Vivemos hoje uma brutal crise climática. Essa crise já constitui uma grande ameaça para a vida no planeta, com a extinção de várias espécies. Milhões de seres, dessas espécies, estão morrendo e nem sequer sabemos qual é esse número. E, se não dermos uma solução imediata à crise climática, também a espécie humana pode ser varrida do mapa em um futuro próximo.

O movimento pelo geosocialismo deve explicar à população, bombardeada pela impresna capitalista, dos riscos que todos corremos com a grave crise climática. Milhões de pessoas já sofrem os efeitos da seca, que provoca a falta de água e comida; inundações, que já destruíram milhões de moradias; furacões, que tiveram o mesmo efeito; ondas de calor e doenças ligadas ao aquecimento global. E, mais do que isso, mostrar claramente que, sem derrubarmos o capitalismo no próximo período, o que nos espera é uma tragédia de proporções difíceis de imaginar com a provável morte de milhões de pessoas, por falta de alimentos, água e, possivelmente, por guerras que ocorrerão por causa dessa crise.

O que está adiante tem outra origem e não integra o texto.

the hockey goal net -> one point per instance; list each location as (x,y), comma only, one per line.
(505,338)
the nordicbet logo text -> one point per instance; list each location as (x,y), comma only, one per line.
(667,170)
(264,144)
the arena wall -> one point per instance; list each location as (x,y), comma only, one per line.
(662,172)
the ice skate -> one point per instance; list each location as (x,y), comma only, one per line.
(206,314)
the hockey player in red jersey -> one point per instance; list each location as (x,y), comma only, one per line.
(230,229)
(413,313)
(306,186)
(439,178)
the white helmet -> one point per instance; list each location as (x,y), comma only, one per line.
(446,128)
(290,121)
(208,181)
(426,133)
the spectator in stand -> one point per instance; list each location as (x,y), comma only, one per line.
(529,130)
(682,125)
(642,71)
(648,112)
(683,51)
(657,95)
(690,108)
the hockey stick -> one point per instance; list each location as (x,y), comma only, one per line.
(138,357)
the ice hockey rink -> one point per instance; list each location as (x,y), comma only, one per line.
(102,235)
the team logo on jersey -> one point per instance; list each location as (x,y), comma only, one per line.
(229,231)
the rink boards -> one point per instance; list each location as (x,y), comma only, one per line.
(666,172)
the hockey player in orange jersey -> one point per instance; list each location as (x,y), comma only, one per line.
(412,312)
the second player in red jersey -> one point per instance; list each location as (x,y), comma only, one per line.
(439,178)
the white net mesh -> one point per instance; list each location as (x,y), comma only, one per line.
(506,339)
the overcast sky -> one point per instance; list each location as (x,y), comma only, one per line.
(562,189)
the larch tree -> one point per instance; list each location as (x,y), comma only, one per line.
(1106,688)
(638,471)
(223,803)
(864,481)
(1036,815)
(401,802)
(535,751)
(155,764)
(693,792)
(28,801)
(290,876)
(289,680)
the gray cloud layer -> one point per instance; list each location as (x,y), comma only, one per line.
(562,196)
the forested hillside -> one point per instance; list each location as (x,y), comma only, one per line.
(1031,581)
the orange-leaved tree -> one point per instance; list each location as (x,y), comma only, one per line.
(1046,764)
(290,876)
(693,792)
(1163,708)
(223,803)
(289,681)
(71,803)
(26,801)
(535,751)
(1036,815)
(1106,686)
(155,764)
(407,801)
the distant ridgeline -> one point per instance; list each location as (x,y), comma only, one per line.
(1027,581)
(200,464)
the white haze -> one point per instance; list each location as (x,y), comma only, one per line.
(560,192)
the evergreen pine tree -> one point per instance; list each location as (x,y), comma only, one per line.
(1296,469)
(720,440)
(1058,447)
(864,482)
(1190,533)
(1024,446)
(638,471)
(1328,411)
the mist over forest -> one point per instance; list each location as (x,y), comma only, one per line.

Esta fora dos limites desta discussão, mas, a vida no planeta, segundo a geofisilogia, a ciência do sistema terrestre, é dependente da existência da biodiversidade. Vários estudos científicos apontam que os povos originários, como decorrência do seu modo de vida, são os que mais defendem a vida existente no planeta e, portanto, a biodiversidade.

Mas, o geosocialismo, necessita, então, compreender que a luta intransigente para defender os direitos dos nossos parentes dos povos originários contitui, hoje, uma questão imperiosa para defender a vida em todo planeta. A defesa e a aliança com nossos parentes dos povos originários é, portanto, a defesa das nossas próprias vidas. Não há nenhuma possibilidade histórica de se construir uma sociedade socialista no século XXI sem que os povos originários tenham seus direitos respeitados. E que façam parte da nossa luta comum por uma nova sociedade.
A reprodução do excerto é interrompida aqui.